I stopped and knelt down next to the eldest girl, who was about 10, and said gently, ‘Oh honey, don’t you know that fur coats are cruel to animals?’ She looked at me and said nonchalantly, ‘Yeah, I know!’
I thought to myself that she just must not understand, so I explained a little further. I touched her fur coat and said, ‘You see, a fox used to have this on her body. The only way to get the fur off the fox and onto your body is by killing the fox and taking it from her. Do you see now?’ She was unfazed, but seemed to be clueing on in a positive way. Her little sisters gathered around her and her mother came over, too. I remember feeling a bit anxious in the dream because I didn’t want to use inappropriately strong language with a 10 year old, and wondering if the word ‘killing’ was too strong. Children have to learn about death before long, my dream self reasoned.
I started chatting with the mother about the moral price of fur coats, who was blonde with a high-pitched voice and wearing arctic fox fur. To my relief, she seemed open to changing her mind about fur when we talked about how it was produced. I remember thinking she had a grating personality, but I also felt a pang of sympathy towards her. As I felt this, I saw a snapshot of her life like a colour-saturated TV sitcom, in which she was hanging washing on a hills-hoist as her husband came home from work in a suit, and he completely ignored her as if she wasn’t there.
‘Maybe baby seal is taking it too far.’ She was saying to me now, ‘I know it’s a bit sadistic, but fur is so beautiful to wear!’ I thought, well, that’s as far as I can get with this lady without getting more nitty-gritty in front of her kids.
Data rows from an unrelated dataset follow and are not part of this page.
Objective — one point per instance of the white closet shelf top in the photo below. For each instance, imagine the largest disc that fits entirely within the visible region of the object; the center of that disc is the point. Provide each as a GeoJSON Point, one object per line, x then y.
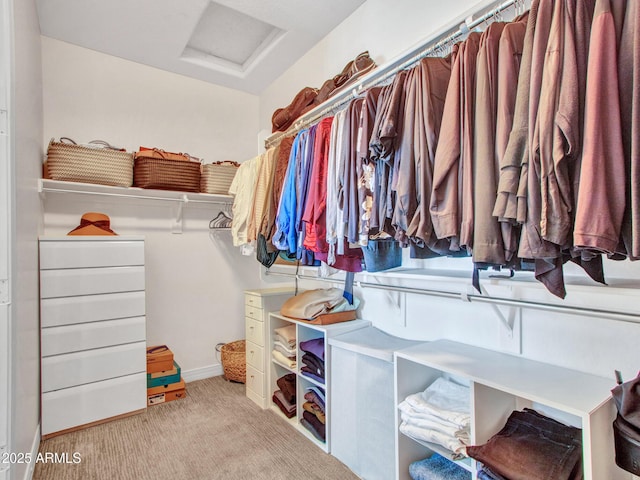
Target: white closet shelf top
{"type": "Point", "coordinates": [91, 238]}
{"type": "Point", "coordinates": [569, 390]}
{"type": "Point", "coordinates": [58, 186]}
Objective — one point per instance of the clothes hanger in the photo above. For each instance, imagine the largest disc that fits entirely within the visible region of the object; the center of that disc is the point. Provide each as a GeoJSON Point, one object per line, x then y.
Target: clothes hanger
{"type": "Point", "coordinates": [222, 220]}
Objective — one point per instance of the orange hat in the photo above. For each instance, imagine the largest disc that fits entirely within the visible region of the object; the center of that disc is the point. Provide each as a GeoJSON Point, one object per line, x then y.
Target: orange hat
{"type": "Point", "coordinates": [93, 223]}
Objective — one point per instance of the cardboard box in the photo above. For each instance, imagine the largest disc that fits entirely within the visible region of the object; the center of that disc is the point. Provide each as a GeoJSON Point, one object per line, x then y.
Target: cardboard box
{"type": "Point", "coordinates": [166, 393]}
{"type": "Point", "coordinates": [159, 359]}
{"type": "Point", "coordinates": [165, 377]}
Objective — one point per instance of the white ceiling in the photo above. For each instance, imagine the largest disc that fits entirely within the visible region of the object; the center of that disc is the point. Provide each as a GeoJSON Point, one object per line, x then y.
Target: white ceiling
{"type": "Point", "coordinates": [242, 44]}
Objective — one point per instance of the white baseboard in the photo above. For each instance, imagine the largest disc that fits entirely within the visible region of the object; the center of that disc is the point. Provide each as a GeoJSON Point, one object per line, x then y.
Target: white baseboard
{"type": "Point", "coordinates": [35, 447]}
{"type": "Point", "coordinates": [202, 373]}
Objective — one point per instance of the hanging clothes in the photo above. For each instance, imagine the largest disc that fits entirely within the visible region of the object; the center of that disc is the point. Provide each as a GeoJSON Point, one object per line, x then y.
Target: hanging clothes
{"type": "Point", "coordinates": [488, 246]}
{"type": "Point", "coordinates": [286, 235]}
{"type": "Point", "coordinates": [629, 90]}
{"type": "Point", "coordinates": [366, 168]}
{"type": "Point", "coordinates": [510, 55]}
{"type": "Point", "coordinates": [451, 195]}
{"type": "Point", "coordinates": [242, 187]}
{"type": "Point", "coordinates": [423, 122]}
{"type": "Point", "coordinates": [601, 198]}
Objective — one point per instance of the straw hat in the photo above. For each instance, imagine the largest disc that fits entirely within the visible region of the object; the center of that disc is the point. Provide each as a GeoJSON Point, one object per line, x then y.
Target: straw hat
{"type": "Point", "coordinates": [93, 223]}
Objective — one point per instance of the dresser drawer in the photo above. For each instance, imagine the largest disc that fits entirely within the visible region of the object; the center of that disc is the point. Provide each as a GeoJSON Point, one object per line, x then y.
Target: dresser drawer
{"type": "Point", "coordinates": [84, 254]}
{"type": "Point", "coordinates": [255, 356]}
{"type": "Point", "coordinates": [90, 281]}
{"type": "Point", "coordinates": [254, 331]}
{"type": "Point", "coordinates": [71, 369]}
{"type": "Point", "coordinates": [86, 336]}
{"type": "Point", "coordinates": [91, 308]}
{"type": "Point", "coordinates": [255, 381]}
{"type": "Point", "coordinates": [84, 404]}
{"type": "Point", "coordinates": [253, 301]}
{"type": "Point", "coordinates": [252, 312]}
I hope she thinks about the example she is making. And I continued on my way to the dam.
When I arrived at the base of the towering curved concrete wall, a titanic structure that dwarfed the human figure, I realised I wasn’t the only one trying to escape the city. Hundreds of little brown baby rabbits were trying to get out, too.
I heard my mother call out to me from nearby. She pointed to a long, rusted ladder and said ‘You have to climb that ladder to get out. Try and help the rabbits, pick up as many as you can on the way up! Use your shirt as a sling to carry them!’
I looked with dismay at the ladder. Each iron-red rung was crowded with little furry rabbit bodies who were struggling to climb up. Gingerly I started climbing, picking up as many rabbits as I could and being very careful to at least not dislodge any who were resting on their upward journey. I put some in my shirt, some on my shoulders and others I carried in my arms. I could feel their soft fine baby-fur and warm bodies with hearts beating very fast. Their eyes were black and glittery with moisture, and I could even see their bristling whiskers clearly.
When I reached the top, I looked out on an incredible vast vista of concrete, distant treelined banks, and a plunging drop into a wide, flat river hundred of meters below. Enormous thick iron struts emerged from the colossal pale curve of concrete that held back the reservoir, and I could see baby rabbits clustered on them, trying to muster the courage to fling themselves into the abyss.
I edged out onto a vertiginous ledge, also crowded with little buns. I looked around and there were groups of them everywhere, lined up on ledges and balanced on beams, struts, walkways and scaffolding, tiny furry bodies clustered in pockets of solidarity, shoulder to shoulder. They were looking down over the edge of their perches, considering what they had to do, all very attentive and serious, not messing around at all.
I looked down at the hard, bright water and thought it looked almost too far for me to survive the fall, let alone the baby rabbits. Nevertheless, far down below I could see little specks making ripples in the water, rabbits swimming to shore.
I looked at the rabbits I had carried up the wall and thought to myself, There’s no way I’m going to throw these rabbits into the water. They can decide if they want to jump, but if I throw them and they don’t survive the fall then it’s my fault. Besides, I can’t be certain there’s not another way out to the river bank from here. They have to figure it out for themselves, they deserve to make that choice along with all the others. And I put down all the rabbits I was carrying carefully so they wouldn’t fall off accidentally, Which would be ironic, my dream self thought.
I climbed out onto a beam and tried to figure out how far out I would need to jump to clear the lower dam wall, and then I woke up.